Joel Kim Booster in his Netflix stand-up special, "Psychosexual." Credit - Terence Patrick—Netflix
Chosen family has been a central theme in Joel Kim Booster’s life. The 34-year-old multi-hyphenate highlighted this hilariously and poignantly in his first feature film, Fire Island, which he co-produced, wrote, and starred in. The movie, which adapts Jane Austen’s Pride & Prejudice with a queer spin, was released on Hulu in June, and it resonated broadly with the LGBTQ+ community. Booster was showered with praise by critics and viewers alike, who thanked him for depicting queer, Asian characters with complexity and nuance. “I think we should be demanding more than just representation at this point,” Booster tells TIME. “Ultimately, there has to be depth, there has to be more, and without that, it’s not representation at all.”

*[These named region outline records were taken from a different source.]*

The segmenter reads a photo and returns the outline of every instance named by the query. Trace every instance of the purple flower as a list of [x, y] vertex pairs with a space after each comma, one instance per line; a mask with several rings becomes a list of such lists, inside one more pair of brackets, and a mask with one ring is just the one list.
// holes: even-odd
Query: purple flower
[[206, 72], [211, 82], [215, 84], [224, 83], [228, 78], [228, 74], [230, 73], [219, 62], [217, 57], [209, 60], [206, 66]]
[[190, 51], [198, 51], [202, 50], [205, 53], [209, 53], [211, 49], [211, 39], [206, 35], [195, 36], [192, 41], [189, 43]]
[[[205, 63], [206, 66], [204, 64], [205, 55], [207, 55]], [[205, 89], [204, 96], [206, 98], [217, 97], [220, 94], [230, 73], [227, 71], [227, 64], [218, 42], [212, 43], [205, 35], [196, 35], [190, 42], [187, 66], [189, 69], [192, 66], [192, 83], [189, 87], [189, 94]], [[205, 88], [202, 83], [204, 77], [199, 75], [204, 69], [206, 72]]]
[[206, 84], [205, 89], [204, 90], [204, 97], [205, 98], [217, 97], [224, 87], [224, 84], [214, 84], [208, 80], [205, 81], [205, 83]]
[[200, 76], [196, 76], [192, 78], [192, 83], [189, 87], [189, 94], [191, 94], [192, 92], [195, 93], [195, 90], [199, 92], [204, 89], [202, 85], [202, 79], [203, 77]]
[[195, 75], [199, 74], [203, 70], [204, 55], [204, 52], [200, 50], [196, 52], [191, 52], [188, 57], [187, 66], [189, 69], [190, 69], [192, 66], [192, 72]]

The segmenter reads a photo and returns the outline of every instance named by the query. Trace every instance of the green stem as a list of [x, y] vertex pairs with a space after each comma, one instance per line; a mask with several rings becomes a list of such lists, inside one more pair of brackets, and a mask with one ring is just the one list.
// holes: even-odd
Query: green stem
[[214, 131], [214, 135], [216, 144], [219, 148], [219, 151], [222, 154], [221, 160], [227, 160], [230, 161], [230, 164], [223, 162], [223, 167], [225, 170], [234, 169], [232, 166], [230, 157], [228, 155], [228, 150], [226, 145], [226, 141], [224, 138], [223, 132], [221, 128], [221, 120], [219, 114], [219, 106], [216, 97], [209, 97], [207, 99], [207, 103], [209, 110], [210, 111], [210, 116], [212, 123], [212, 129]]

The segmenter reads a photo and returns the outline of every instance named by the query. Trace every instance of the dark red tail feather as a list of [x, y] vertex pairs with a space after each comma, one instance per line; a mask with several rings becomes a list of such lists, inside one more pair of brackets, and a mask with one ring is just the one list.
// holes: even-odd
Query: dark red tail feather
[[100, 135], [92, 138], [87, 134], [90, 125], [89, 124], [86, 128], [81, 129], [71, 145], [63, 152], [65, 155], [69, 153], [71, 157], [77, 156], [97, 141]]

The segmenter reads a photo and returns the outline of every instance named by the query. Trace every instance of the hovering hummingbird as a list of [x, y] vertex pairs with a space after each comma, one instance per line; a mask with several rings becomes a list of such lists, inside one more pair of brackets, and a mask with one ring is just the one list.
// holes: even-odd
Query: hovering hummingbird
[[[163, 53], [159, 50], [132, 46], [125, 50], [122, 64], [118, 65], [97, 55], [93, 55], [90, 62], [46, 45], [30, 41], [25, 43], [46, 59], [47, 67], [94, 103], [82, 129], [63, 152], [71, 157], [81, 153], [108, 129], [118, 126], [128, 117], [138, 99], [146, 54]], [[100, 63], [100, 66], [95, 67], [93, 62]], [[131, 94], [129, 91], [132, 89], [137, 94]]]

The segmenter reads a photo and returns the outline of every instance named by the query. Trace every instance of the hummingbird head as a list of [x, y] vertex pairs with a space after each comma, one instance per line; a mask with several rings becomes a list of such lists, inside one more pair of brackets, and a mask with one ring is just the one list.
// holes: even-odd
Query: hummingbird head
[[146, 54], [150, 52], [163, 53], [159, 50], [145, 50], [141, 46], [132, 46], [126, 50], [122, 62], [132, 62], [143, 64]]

In addition to his popular movie, Booster released a Netflix stand-up special, Psychosexual, and co-starred in the Apple TV+ comedy Loot, with Maya Rudolph and Michaela Jaé Rodriguez—and that was just what he accomplished in June. In his special, he opened up about being bipolar, something he’d never discussed onstage before, as well as his relationship with his adoptive parents, and more.
Booster has spoken in the past about his strained relationship with his parents, how his sexuality “became this thing in my life that we didn’t talk about” because of the evangelical lifestyle he was raised in. When his father died in 2021, Booster said he “regretted never being able to introduce him to somebody or figure out where we stood about that part of my life.” But he had a touching phone conversation with his mom when he started dating his current partner, which made him feel more secure in their bond.
In working through his strained relationship with his parents, though, Booster says it “really emphasized how important the people in my life [were] that I had chosen to be around me,” he said. “A lot of queer kids learn earlier in life is that your family sometimes cannot be everything for you,” he says, “so you have to find the people who can pick up the slack.”